Marta Temido anunciou, esta terça-feira, na conferência diária sobre a situação epidemiológica em Portugal, que existem 13 surtos preocupantes nos concelhos de Lisboa, Loures, Odivelas, Amadora e Sintra.

Temos claramente 13 surtos identificados em freguesias destes concelhos", afirmou.

De acordo com a Ministra da Saúde, tratam-se de de casos registados nas freguesias de Arroios, Santo António, Encosta do Sol, Queluz e Belas, Águas Livres, Agualva, Mira-Sintra, Mina de Água e Rio de Mouro. 

Relativamente a esses cinco concelhos, gostava de deixar claro que concentram 90% dos nossos novos casos, concretamente, os novos casos que se identificaram ontem sendo que, também entre estes concelhos, a situação começa a estar mais controlada em alguns deles."

Referiu que, nos últimos 15 dias, o concelho de Lisboa é aquele com menor taxa de incidência, 37,85 por cada 100 mil habitantes, sendo o da Amadora o mais preocupante com 99,6. Os outros três concelhos têm uma taxa de 60 casos por cada 100 mil.

Em Sintra existem ainda cinco lares de idosos com casos de Covid-19 ativos. 

Governo nomeia Gabinete Regional de Intervenção para a Supressão da Covid-19 em Lisboa e Vale do Tejo

A governante anunciou a nomeação do Gabinete Regional de Intervenção para a Supressão da Covid-19 em Lisboa e Vale do Tejo, coordenado pelo doutor Rui Portugal, médico de saúde pública da equipa de saúde desta região.

Nomeei ontem [terça-feira] o gabinete regional de intervenção para a supressão da Covid-19 em Lisboa e Vale do Tejo, gabinete que é coordenado pelo doutor Rui Portugal, médico de saúde pública da equipa de saúde desta região, e que integrará todas as autoridades regionais e locais de saúde”, disse Marta Temido.

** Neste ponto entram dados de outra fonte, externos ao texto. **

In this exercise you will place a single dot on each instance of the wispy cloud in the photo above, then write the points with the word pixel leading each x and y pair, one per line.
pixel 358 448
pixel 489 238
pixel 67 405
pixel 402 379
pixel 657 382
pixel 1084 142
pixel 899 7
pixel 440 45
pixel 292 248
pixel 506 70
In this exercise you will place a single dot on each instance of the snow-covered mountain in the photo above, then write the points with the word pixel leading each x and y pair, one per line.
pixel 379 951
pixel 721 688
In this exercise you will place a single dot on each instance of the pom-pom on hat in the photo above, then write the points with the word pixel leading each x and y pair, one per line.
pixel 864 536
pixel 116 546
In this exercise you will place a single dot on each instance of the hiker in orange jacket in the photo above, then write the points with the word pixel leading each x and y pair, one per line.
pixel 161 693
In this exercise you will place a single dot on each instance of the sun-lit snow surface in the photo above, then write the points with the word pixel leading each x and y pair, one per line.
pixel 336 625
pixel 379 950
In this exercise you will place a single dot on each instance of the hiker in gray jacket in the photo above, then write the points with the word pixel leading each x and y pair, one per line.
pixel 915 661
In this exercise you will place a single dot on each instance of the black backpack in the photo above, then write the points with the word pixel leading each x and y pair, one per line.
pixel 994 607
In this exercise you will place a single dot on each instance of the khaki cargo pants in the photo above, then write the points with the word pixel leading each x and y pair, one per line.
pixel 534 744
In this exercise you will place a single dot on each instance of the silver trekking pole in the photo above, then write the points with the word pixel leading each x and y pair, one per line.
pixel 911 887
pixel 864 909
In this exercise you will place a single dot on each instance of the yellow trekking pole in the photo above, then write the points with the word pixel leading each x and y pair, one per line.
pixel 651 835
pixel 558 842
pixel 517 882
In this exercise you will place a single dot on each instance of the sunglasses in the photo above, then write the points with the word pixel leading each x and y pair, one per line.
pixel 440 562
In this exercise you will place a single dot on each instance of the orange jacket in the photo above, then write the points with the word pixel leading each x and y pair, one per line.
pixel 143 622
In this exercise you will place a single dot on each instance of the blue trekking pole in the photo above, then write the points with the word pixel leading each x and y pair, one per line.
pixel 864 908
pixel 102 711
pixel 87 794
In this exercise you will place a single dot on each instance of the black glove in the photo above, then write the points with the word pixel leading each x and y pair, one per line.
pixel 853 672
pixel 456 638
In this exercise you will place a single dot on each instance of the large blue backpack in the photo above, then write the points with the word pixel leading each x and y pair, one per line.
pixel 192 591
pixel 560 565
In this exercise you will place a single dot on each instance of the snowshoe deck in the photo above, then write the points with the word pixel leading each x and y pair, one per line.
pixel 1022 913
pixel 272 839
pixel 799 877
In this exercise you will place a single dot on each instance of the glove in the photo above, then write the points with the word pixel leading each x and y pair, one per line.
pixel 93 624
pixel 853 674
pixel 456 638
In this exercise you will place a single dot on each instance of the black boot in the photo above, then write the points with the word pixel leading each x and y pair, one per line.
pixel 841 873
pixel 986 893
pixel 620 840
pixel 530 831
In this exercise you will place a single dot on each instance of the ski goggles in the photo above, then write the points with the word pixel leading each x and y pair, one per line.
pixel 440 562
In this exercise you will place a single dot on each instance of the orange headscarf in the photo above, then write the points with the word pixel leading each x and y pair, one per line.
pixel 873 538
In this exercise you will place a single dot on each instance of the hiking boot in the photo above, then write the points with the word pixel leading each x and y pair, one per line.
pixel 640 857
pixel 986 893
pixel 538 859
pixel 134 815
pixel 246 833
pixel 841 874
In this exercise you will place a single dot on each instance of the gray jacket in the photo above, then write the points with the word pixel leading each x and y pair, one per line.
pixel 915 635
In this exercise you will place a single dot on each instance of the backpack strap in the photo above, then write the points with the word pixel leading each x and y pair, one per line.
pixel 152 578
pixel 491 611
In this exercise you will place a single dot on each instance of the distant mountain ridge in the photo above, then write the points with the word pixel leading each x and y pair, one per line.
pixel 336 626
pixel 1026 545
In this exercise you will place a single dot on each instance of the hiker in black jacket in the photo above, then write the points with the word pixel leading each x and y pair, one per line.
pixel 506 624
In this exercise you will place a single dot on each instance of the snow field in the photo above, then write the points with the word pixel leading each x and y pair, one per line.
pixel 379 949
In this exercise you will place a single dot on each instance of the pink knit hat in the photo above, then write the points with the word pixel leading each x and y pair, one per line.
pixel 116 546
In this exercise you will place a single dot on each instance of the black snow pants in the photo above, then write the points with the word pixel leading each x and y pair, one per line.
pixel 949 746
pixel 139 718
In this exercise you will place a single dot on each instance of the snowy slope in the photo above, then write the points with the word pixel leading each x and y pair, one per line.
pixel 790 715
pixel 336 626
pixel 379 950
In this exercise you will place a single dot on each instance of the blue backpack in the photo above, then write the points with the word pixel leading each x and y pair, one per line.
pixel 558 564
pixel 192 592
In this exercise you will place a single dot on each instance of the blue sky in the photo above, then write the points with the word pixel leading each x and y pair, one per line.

Assumindo que Lisboa e Vale do Tejo continua a merecer “o foco” do Governo, explicou que o gabinete tem por objetivo identificar precocemente os novos casos e cadeias de transmissão para acompanhar os surtos ativos e para, em cada momento, garantir a melhor informação para tomada de decisão.

Novas regras para a construção civil

Vai ser elaborada, até ao final da semana, uma norma específica de medidas de proteção de saúde pública para a área da construção civil. Uma delas já alterada tem que ver com as carrinhas privadas que faziam o transporte dos colaboradores. Existia uma norma que estabelecia que esses veículos só podiam ter dois terços da ocupação na região de Lisboa, sendo agora aplicada em todo o território nacional. 

O Conselho de Ministros decidiu que aquela regra definida para a Área Metropolitana de Lisboa, de que os veículos privados de transportes de trabalhadores têm uma lotação de dois terços e na sua utilização é obrigatório o uso de máscara, foi alargada ao território nacional”, afirmou Mariana Vieira da Silva na conferência de imprensa.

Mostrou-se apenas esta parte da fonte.